Zenith, a major provider of workers compensation insurance in California, spent $50,000 on lobbying this year.
I was at the heavily lobbied hearings on workers compensation. The Democrats wasted hours on foolish bills that, with few exceptions, avoided making true fixes to a crisis that is mushrooming out of control under Davis. (Indeed, workers compensation is now becoming the next big Democratic disaster, and will be followed by another Democratic disaster when California's insanely over-committed pension plans falter.)
During the hearings, the minority Republicans put forth several bills that sought to seriously reform workers compensation by copying states where workers compensation is going really well.
The Democrats killed all but one Republican reform. Why? Because deep reform is opposed by the insurance companies, unions and other Democratic campaign donors who were milling about.
I predict the Democrats will utterly fail to reform workers compensation in 2003. But, as Zax insists, Zenith giving $100,000 to Davis has nothing to do with state business.
Who else is passionate about saving Gray Davis?
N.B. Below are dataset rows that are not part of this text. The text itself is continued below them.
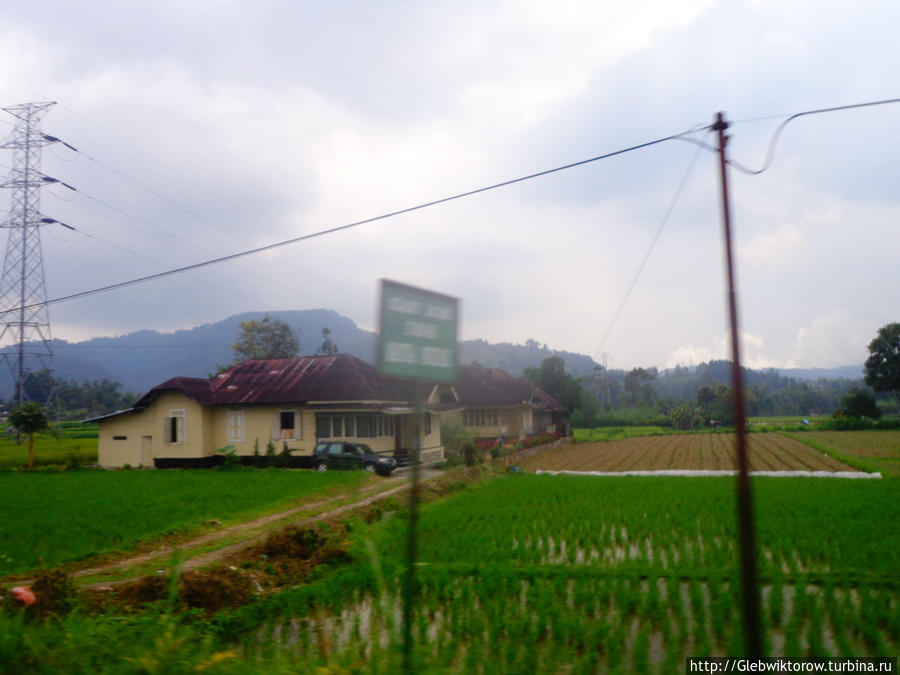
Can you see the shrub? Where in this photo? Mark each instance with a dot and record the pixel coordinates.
(215, 589)
(230, 459)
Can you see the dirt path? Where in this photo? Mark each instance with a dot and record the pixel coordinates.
(250, 532)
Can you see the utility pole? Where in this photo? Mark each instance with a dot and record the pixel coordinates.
(746, 533)
(606, 377)
(24, 319)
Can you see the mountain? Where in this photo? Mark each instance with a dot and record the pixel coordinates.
(139, 361)
(841, 372)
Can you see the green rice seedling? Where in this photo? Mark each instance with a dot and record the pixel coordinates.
(775, 607)
(816, 629)
(640, 652)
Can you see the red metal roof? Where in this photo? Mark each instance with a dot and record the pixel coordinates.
(496, 387)
(343, 378)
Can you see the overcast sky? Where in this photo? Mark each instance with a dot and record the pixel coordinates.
(210, 127)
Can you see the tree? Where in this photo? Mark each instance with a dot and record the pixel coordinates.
(29, 418)
(265, 339)
(883, 364)
(553, 378)
(328, 347)
(859, 403)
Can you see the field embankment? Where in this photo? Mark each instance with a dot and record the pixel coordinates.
(767, 452)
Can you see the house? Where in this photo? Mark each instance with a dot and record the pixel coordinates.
(498, 405)
(292, 403)
(295, 403)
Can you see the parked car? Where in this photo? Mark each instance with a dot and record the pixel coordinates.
(343, 455)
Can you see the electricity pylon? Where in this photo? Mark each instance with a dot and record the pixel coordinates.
(24, 320)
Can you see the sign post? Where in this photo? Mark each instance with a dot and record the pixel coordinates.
(417, 342)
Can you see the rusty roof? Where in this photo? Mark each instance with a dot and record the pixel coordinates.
(495, 387)
(343, 378)
(335, 378)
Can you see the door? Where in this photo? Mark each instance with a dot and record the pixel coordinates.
(147, 451)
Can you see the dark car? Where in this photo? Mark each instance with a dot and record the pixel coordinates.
(343, 455)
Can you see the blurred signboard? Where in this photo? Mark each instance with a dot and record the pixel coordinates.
(417, 336)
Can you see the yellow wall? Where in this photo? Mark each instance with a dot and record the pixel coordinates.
(261, 425)
(510, 422)
(146, 434)
(206, 430)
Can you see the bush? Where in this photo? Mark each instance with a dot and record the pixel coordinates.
(215, 589)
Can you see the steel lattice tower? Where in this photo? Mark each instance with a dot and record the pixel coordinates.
(24, 319)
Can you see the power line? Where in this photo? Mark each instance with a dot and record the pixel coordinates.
(776, 136)
(189, 213)
(185, 242)
(358, 223)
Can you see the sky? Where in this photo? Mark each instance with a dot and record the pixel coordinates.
(207, 128)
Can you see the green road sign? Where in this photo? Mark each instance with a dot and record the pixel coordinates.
(417, 334)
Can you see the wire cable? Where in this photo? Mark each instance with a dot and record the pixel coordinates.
(776, 136)
(659, 230)
(358, 223)
(184, 242)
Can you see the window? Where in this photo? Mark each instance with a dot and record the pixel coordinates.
(481, 418)
(354, 426)
(234, 425)
(323, 427)
(287, 425)
(175, 427)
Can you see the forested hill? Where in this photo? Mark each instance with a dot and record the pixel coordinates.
(143, 359)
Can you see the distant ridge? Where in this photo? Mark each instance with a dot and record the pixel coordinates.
(840, 372)
(144, 358)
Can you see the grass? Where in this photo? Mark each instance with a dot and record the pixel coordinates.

Stephen Bing, the brat New York heir who keeps impregnating beautiful women and getting mired in weird scandals for doing so, gave $100,000.
You may recall Bing's boorish behavior when he insisted that global beauty Elizabeth Hurley have their child paternity-tested, because Bing thought Hurley might be a floozy. Turns out that Bing-who also wound up being the father of the baby in the Kirk Kirkorian-Lisa Bonder paternity battle-is the real floozy. Bing's the last person you'd place on a list of people worried about Good Government.
Shawn Steel theorizes that Bing "is a huge fan of Gray Davis because he's a brain-dead, party-down-in-San Francisco, never-worked-a-day-in-his-life, bad-news guy. Bing gives me intriguing socialist thoughts, like, "He doesn't deserve all that wealth.'"
I also see on the Grease Gray list very rich trial lawyers like the brilliant Joseph W. Cotchett of Burlingame, who has good reason to believe that California's backwards tort system, which allows massive verdicts for modest wrongs, will never be reformed under gutless Davis. I see on the list major land developers who believe Davis will say we need open space but then will allow awful development in the back door.
I'm quite sure these fabulously rich Davis loyalists hope California turns around and gets on track one day. But priorities come first. And the first question clearly is: what about me?